O direito de família é uma área jurídica extremamente dinâmica, eis que novas questões surgem a todo tempo, seja quanto à questão de sucessão (como por exemplo testamentos, doações e partilha de bens), bem como nas questões pertinentes ao seio familiar (matrimônio, adoção, investigação de paternidade e guarda).

No presente texto, abordaremos a questão relativa à guarda, que pode se dar de forma alternada, compartilhada ou unilateral. Contudo, há uma certa confusão, em especial com relação à modalidade de guarda compartilhada e à guarda alternada. Inicialmente, falaremos sobre a guarda unilateral, que se mostra mais recorrente nas ações judiciais que versam sobre esse tema.

A guarda unilateral está definida no início do parágrafo primeiro do artigo 1.583 do Código Civil, trazendo o seguinte texto “Compreende-se por guarda unilateral a atribuída a um só dos genitores ou a alguém que o substitua (..)”. Podemos, dessa forma, sintetizar que a guarda unilateral será exercida por um dos genitores (pai ou mãe), enquanto com relação a uma pessoa que substitua um dos genitores, podemos exemplificar com a atribuição da guarda aos avós, ou ainda aos tios, na ausência de um dos genitores.

Cabe mencionar que na guarda unilateral, em regra, é fixado o direito de visitas ao genitor que não detêm a guarda ou a quem o substituiu. A forma como serão regulamentadas essas visitas deverá sempre atender ao melhor interesse da criança, podendo ser fixada de comum acordo entre as partes envolvidas ou pelo juiz.

Por fim, é importante salientar que cabe ao genitor não guardião a fiscalização quanto aos cuidados e à forma pela qual a criança é tratada por seu guardião (entenda-se por alimentação, saúde e educação), podendo ser o caso de demandar de forma judicial para obtenção de informações e outras medidas necessárias.

No tocante à guarda compartilhada, há uma certa confusão, eis que algumas pessoas interpretam que a guarda compartilhada seria a convivência da criança por determinado período, de forma igual, na residência dos genitores, quando na verdade a guarda compartilhada não se limita a isso.

A guarda compartilhada está prevista no final do parágrafo primeiro do artigo 1.583 do Código Civil com a seguinte redação “(…) E, por guarda compartilhada a responsabilização conjunta e o exercício de direitos e deveres do pai e da mãe que não vivam sob o mesmo teto, concernentes ao poder familiar dos filhos comuns”. Em outras palavras, a guarda compartilhada pressupõe um consenso entre os genitores, não se limitando à alternância de lares, mas incluindo também decisões e responsabilidades quanto à criação de forma conjunta.

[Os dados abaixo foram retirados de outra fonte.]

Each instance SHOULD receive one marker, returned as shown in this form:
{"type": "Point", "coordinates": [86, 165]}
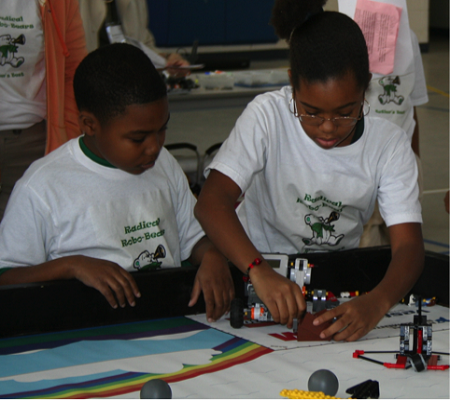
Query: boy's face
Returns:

Faz-se necessária, portanto, uma harmonia entre os genitores a fim de garantir o melhor interesse do infante.

A autora Maria Berenice Dias [1] entende que essa modalidade deve ser estimulada inclusive pelo Poder Judiciário, eis que atende aos melhores interesses da criança. Inclusive, ao nosso ver, a guarda compartilhada deve ser adotada, eis que permite um desenvolvimento sadio. Entretanto, deve-se atentar sempre à situação familiar no intuito de verificar qual situação se amolda melhor à criança.

Por fim, no que diz respeito à guarda alternada, esta não está prevista na legislação brasileira. Ela foi uma construção da jurisprudência [2], ou seja, um conjunto de decisões judiciais sobre tal questão.

Conforme mencionado anteriormente, na guarda alternada a criança convive com os genitores de forma alternada por igual período. Entretanto, diversos autores criticam tal modalidade, tendo em vista que não atende aos melhores interesses da criança. Ademais, não é uma modalidade usual de ser fixada de forma judicial, mas somente por meio de acordo.

Portanto, a espécie de guarda a ser aplicada dependerá de cada caso concreto, valendo-se sempre do melhor interesse da criança, bem como, se possível, da conciliação entre as partes.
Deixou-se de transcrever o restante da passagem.